# frozen cig or live bait for king?



## straiders98 (Aug 6, 2012)

What do you guys think works better, frozen cigar minnows or say a live LY. I prefer the live bait because its free, but I havent been catching anything while people right next to me with cigs have been hooking up.


----------



## countryfishingboy (Apr 21, 2012)

it al depends on the king if they wont eat frozen bait then u have to catch live bait but some times they will fire up on frozen bait it al depends on the fish


----------



## grey ghost (Jul 24, 2011)

straiders98 said:


> What do you guys think works better, frozen cigar minnows or say a live LY. I prefer the live bait because its free, but I havent been catching anything while people right next to me with cigs have been hooking up.

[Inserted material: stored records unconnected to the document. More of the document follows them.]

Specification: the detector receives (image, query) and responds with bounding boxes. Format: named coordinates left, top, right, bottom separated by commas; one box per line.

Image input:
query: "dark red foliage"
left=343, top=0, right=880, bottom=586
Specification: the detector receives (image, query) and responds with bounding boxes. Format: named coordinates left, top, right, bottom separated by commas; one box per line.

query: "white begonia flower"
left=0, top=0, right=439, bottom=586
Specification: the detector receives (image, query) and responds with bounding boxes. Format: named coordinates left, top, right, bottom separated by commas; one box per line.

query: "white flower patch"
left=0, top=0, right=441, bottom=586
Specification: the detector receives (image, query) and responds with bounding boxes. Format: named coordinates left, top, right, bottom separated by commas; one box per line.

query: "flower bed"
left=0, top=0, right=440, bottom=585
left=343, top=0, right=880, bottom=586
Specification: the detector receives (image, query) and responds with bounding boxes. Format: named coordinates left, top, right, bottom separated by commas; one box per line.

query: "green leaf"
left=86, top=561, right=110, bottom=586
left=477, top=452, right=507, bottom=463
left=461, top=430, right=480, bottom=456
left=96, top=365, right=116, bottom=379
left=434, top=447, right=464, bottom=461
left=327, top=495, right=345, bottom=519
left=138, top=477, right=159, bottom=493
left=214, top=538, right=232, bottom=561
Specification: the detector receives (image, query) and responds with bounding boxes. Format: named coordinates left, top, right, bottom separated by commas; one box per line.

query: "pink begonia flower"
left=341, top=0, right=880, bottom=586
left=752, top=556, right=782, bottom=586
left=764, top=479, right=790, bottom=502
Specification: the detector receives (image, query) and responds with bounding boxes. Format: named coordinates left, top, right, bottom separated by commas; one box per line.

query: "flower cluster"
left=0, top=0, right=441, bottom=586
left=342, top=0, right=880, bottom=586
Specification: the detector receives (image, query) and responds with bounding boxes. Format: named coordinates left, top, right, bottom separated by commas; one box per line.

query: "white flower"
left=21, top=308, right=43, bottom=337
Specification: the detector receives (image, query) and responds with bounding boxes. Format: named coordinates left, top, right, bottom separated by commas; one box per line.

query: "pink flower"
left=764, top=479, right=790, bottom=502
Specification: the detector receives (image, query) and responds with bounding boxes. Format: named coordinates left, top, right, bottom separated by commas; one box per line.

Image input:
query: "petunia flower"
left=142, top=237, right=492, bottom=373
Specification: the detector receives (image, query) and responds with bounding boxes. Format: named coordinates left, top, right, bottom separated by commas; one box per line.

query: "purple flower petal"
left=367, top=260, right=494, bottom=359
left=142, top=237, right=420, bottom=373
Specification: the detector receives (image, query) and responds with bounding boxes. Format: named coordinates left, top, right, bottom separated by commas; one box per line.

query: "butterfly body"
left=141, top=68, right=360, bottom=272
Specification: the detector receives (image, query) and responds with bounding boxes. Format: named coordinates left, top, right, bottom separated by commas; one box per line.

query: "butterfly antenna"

 It may not be the bait. I have learned from info on PFF that ur terminal takle may be lil to big. Try smaller single strand wire bout 12 to 15 inches tied directly to main line 20lbs test. Mite work better for ya! GG


----------



## Boat-Dude (Sep 24, 2011)

Hands down live LY's.


----------



## SaltJunkie0226 (Jun 26, 2011)

Ive caught lots of kings on both. But the last few days, Ive been cathching them on Live Ly's and Small/Medium sized hardtails. Caught a 25lb today. Been going around noonish and they been lighting up the afternoons.


----------



## straiders98 (Aug 6, 2012)

What pier? Ive been going out to Navarre, but not until the evenings.


----------



## leeroy87 (May 20, 2012)

I have noticed them to pick whatever tackle is less visible first. If your using something bulky like shiny steel leaders with clasps/etc then they may move on the guy using camo steel leaders and bare essential swivels. I've been catching them semi-regularly (once a week or so) on live/dead LY's, frozen cigars, and gotchas.


----------